Forteto, svolta in Mugello: i comuni aprono al commissariamento

Dopo la sentenza della Cassazione le istituzioni locali chiedono "misure estreme" per tutelare i deboli. Coop in subbuglio

Bene la commissione d'inchiesta parlamentare e sì a "misure estreme" per proseguire nella discontinuità della cooperativa agricola. Sulla vicenda del Forteto, dopo il pronunciamento della Cassazione con la sentenza definitiva che ha cristallizzato i fatti accertati dai processi fiorentini, oltre che portato all'arresto di Rodolfo Fiesoli, sembra muoversi qualcosa. Perché le prese di posizioni in questo senso ora non arrivano più soltanto dalle vittime e dalle opposizioni, ma anche dalle istituzioni locali.

In una nota l'Unione dei comuni e la Società della salute del Mugello, così, per la prima volta mettono nero su bianco l'apertura anche all'ipotesi del commissariamento della cooperativa. Nessuna preclusione, anzi: "Pur di scongiurare crisi produttive che si ripercuoterebbero inevitabilmente sui lavoratori e che colpirebbero in primo luogo i più deboli".

Una presa di posizione che rappresenta una novità assoluta in una vicenda dalla storia decennale, per di più perché arriva di concerto a quella, giunta ieri, dall'associazione Artemisia, FormAzione Co&So Network e Abitare Solidale, soggetti impegnati insieme alla stessa Società della salute e Anci Toscana nel progetto "Oltre" della Regione Toscana per assistere, recuperare, reinserire nella società le vittime del Forteto. E per la prima volta anche soggetti del mondo della cooperazione sgretolano così il muro costruito fino ad oggi.

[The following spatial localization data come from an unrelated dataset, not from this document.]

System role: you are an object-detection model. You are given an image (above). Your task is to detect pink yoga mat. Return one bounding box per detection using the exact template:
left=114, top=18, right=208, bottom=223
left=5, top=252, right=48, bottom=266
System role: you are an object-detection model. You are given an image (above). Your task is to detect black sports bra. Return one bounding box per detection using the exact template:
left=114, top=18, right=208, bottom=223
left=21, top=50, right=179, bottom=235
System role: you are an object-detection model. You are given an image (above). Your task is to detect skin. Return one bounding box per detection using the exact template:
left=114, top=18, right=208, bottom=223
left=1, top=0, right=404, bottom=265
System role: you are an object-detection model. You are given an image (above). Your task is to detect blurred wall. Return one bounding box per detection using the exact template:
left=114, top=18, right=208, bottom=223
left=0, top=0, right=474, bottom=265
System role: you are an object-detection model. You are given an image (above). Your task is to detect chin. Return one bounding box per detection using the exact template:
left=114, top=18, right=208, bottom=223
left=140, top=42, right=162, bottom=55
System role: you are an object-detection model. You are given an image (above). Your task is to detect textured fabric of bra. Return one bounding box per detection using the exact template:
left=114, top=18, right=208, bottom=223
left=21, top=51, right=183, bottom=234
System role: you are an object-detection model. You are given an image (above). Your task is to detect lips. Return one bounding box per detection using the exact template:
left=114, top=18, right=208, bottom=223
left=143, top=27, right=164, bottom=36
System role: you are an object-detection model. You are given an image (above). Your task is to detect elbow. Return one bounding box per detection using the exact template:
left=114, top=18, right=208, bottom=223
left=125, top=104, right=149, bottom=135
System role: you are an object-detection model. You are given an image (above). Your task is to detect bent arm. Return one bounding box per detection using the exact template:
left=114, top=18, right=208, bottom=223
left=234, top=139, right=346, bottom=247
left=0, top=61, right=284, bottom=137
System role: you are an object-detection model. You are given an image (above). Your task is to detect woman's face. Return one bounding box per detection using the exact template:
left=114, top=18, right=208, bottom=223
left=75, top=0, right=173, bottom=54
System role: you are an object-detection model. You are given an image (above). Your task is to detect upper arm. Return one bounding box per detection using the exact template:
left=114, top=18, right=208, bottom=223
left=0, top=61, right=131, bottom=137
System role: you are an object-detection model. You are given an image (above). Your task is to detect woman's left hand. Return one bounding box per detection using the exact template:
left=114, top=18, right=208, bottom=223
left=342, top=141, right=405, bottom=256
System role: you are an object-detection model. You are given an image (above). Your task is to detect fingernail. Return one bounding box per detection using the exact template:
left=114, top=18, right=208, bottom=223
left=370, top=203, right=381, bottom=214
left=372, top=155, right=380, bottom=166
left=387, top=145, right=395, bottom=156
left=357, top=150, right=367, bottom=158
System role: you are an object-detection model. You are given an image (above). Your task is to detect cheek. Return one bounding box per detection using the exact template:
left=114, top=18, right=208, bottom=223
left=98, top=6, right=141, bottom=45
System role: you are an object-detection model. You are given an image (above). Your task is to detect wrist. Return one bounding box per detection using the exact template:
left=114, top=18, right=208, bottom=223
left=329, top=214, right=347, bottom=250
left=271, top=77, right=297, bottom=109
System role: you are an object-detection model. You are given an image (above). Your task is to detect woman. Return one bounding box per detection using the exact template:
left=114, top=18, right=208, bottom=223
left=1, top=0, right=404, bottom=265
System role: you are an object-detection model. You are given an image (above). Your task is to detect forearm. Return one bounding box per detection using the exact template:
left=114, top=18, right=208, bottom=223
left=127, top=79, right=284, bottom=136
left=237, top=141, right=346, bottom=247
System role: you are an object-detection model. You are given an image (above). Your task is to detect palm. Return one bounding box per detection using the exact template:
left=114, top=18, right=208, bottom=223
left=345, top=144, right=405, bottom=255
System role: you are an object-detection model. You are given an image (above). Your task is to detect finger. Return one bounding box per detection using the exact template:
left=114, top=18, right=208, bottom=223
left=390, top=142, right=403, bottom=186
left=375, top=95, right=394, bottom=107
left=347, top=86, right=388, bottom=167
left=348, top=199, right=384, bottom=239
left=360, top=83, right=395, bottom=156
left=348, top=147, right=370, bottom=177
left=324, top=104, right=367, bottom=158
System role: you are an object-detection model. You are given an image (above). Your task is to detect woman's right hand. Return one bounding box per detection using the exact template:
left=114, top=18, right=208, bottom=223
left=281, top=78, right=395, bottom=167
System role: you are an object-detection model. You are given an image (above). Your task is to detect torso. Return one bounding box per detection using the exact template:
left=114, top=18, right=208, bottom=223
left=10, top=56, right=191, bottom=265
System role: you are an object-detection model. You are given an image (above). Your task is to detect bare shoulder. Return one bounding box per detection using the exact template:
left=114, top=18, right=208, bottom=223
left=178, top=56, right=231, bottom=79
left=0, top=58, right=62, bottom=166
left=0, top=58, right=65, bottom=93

"Le istituzioni mugellane auspicano la prosecuzione delle varie iniziative, anche parlamentari, come la commissione d'inchiesta votata dal Senato, per l'ulteriore definizione delle responsabilità che ai vari livelli hanno permesso il generarsi di tali fatti", ribadiscono i comuni in una nota. "Rispetto a quella che era la situazione iniziale dell’ambiente del Forteto degli scorsi anni si registrano cambiamenti, ma ancora molto rimane da fare", continuano.

"Per questo occorre che la cooperativa prenda decisioni forti e chiare per ricreare una organizzazione capace di dare serenità ai 100 lavoratori occupati e in particolare alle vittime che sono ancora fra i dipendenti. Le istituzioni locali auspicano la risoluzione dell'attuale situazione di incertezza organizzativa", concludono.

La situazione è in evoluzione, tanto che Confcooperative Toscana e Legacoop Toscana, alle quali la cooperativa Il Forteto sono affiliate, in una nota si sono affrettate a ribadire la loro posizione: "Nessuna frattura fra coop bianche e rosse, piena fiducia nel nuovo Cda, andiamo avanti in un percorso condiviso che vuole salvare la cooperativa, i lavoratori e il tessuto economico del territorio”, glissando, e quindi di fatto respingendo, sul benestare alle iniziative forti paventate dalle istituzioni locali.